I'm just so greeped.


----------



## BeauShel (May 20, 2007)

I am so sorry for your friends loss and your loss too. It is especially hard when it is so sudden. Maybe it will do her good letting her dog sit Max this weekend. It may do her good. She can do alot of hugging him and he can kiss her tears.


----------



## laprincessa (Mar 24, 2008)

Thank you. I had the same thought, that it might help her heal to have Max to love and cuddle. I'm a little seflishly worried about how Max is gonna handle it without his best friend there, but I think they just might help each other.

I think I'll go visit my nephew tomorrow and love on his two mastiffs.


----------



## CrystalG (Aug 12, 2009)

So sorry for the loss of Duke. Hugs to you, Max and your friend.


----------



## Oaklys Dad (Dec 28, 2005)

So very sorry Max lost a good buddy. I'm sure he would be a big comfort to your friend if he could be there so they could share the good memories of their buddy.


----------



## Dallas Gold (Dec 22, 2007)

I'm so very sorry. I hope Max will help heal all of your aching hearts.


----------



## Bob-N-Tash (Feb 24, 2008)

Never easy to lose a friend... I'm sure Max was aware of the sadness.. certainly he knew Duke wasn't there to play with. 

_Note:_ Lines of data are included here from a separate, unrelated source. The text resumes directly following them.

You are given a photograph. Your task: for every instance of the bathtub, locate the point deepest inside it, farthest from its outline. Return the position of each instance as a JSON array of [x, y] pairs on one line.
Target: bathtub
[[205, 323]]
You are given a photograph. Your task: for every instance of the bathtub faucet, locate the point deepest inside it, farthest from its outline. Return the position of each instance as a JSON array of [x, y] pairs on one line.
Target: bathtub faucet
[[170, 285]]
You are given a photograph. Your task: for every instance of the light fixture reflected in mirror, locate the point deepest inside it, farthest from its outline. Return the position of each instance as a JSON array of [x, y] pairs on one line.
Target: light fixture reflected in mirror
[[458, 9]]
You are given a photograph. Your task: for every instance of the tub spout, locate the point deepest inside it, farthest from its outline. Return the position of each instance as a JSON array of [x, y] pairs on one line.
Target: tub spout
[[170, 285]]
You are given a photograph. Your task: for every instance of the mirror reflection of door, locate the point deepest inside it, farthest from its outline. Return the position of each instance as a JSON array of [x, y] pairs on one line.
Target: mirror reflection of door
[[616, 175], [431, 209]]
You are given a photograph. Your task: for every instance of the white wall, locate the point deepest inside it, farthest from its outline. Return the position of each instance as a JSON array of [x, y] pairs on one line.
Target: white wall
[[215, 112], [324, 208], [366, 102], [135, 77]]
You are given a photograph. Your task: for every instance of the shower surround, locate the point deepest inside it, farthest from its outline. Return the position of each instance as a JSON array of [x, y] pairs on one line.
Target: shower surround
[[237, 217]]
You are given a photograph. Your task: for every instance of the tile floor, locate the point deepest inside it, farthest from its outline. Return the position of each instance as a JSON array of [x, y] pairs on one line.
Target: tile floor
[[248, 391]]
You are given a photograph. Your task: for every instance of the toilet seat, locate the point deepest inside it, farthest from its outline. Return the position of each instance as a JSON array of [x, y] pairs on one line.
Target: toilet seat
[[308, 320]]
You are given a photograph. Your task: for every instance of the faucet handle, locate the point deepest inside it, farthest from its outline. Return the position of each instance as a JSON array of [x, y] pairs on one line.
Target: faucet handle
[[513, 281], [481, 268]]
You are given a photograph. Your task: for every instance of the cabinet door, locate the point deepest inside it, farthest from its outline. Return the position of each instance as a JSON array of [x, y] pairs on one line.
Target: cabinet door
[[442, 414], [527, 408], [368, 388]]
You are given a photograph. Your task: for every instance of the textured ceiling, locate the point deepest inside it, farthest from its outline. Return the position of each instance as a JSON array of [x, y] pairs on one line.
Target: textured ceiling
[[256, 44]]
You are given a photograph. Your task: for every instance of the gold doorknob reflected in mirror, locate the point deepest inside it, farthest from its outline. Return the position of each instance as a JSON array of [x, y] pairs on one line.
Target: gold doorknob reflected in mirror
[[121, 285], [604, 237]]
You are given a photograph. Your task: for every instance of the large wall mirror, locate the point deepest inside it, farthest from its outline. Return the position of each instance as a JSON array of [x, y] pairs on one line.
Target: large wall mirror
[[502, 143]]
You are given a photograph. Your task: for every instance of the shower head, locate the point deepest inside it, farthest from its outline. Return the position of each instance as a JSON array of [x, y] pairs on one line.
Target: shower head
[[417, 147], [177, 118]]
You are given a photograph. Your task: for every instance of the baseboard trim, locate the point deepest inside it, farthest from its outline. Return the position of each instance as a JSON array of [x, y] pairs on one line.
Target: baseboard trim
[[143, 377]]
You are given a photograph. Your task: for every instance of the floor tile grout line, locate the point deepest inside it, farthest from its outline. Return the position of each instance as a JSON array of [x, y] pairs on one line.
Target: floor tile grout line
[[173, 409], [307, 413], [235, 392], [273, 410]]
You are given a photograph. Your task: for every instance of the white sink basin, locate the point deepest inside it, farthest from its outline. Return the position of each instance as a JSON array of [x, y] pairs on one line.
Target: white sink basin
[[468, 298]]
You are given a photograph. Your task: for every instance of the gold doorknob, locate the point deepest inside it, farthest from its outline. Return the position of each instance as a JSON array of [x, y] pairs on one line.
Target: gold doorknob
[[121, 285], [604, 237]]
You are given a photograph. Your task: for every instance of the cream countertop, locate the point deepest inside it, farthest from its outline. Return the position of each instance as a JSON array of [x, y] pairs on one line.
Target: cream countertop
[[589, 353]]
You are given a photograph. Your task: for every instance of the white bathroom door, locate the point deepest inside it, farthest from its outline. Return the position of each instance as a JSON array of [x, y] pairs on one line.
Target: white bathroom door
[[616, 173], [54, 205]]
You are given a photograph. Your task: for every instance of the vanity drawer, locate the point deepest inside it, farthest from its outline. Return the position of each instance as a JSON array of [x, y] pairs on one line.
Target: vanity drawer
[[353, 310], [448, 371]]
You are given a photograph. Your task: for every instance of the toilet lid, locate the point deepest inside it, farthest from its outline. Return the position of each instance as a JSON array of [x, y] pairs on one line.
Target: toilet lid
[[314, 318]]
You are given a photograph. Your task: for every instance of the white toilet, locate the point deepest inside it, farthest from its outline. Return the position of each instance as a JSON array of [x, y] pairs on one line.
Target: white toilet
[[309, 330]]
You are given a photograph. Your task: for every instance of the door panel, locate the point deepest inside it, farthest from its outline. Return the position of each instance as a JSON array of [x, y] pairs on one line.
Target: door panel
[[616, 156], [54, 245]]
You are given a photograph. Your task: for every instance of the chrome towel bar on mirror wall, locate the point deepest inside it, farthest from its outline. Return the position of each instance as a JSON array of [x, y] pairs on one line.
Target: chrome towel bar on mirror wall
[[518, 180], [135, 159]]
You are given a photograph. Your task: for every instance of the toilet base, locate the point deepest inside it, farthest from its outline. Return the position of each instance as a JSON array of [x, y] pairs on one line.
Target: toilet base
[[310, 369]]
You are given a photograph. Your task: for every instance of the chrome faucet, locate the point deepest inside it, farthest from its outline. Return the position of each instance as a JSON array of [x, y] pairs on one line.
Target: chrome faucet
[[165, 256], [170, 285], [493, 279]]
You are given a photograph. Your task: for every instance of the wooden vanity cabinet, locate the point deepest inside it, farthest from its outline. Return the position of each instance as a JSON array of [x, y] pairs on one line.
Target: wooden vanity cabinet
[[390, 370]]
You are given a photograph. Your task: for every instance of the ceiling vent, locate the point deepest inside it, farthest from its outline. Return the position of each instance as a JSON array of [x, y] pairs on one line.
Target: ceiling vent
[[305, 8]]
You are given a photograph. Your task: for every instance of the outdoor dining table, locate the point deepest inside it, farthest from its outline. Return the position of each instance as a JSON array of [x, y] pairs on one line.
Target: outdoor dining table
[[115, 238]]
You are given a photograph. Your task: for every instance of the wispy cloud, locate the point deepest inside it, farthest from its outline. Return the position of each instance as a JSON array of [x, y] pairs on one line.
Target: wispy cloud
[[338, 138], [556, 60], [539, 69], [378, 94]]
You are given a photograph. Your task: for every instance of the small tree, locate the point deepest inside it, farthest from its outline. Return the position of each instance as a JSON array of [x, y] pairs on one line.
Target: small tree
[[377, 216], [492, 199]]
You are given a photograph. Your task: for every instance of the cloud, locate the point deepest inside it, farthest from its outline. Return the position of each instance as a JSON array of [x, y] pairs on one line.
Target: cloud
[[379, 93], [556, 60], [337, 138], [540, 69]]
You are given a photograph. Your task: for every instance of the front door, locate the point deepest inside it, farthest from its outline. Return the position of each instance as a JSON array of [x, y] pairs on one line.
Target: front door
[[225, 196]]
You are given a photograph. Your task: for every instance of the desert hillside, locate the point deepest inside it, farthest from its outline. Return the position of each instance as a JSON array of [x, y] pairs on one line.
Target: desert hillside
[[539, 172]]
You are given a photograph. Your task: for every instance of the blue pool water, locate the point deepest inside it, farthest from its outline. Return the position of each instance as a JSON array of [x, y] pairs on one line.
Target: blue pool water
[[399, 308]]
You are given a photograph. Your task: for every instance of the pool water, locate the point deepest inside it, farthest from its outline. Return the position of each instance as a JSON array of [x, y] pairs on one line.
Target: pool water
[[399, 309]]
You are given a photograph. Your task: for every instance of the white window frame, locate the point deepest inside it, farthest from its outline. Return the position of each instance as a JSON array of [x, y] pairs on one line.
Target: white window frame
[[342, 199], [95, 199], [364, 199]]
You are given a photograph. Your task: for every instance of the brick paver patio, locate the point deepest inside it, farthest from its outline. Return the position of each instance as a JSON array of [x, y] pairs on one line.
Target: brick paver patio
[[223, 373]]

Loving thoughts heading your way... 

Chris, Bob and Natasha


----------



## laprincessa (Mar 24, 2008)

Thank you, Chris and everyone. It's still so hard, I went to Beth's tonight to drop Max off and it hits me all over again, no Duke running to me to get his ears scratched, to give me kisses. My students probably thought I was nuts, coming to class all teary again. I miss him so much.


----------



## twinny41 (Feb 13, 2008)

So very sorry. Thats so sad.


----------



## Duke's Momma (Mar 1, 2007)

Wow, I'm not sure how I missed this but I'm just so sorry. It's never easy - never.


----------



## maggie1951 (Apr 20, 2007)

So sorry its so hard when its so sudden.


----------



## Meggie'sMom (Dec 24, 2007)

I am so sorry for the sudden loss of Duke. My heart goes out to you.


----------



## amy22 (May 11, 2008)

That is so sad....


----------



## laprincessa (Mar 24, 2008)

Thank you all, I know it's eventually gonna be better but it's still pretty raw. It kinda helps to know he didn't suffer, but not really.


----------



## esSJay (Apr 13, 2009)

I'm so sorry to hear  I hope that Max will help your friend feel a little bit better.


----------



## Karen519 (Aug 21, 2006)

I am SO VERY SORRY about Duke-how AWFUL for you being gone!
You and Max will heal in time, Thank God you have one another.
I AM SO SORRY!


----------



## laprincessa (Mar 24, 2008)

Thank you, Karen
All I could think was that I didn't kiss Duke goodbye the last time I saw him, and when I realized it half way home, I told Max "oh, I'll get him twice next time." Now there won't be a next time.


----------



## Bob-N-Tash (Feb 24, 2008)

Oh Momma.. that's a difficult thought to carry around in your heart. Give those 2 kisses to Max... and then give Max 2 more from me.


----------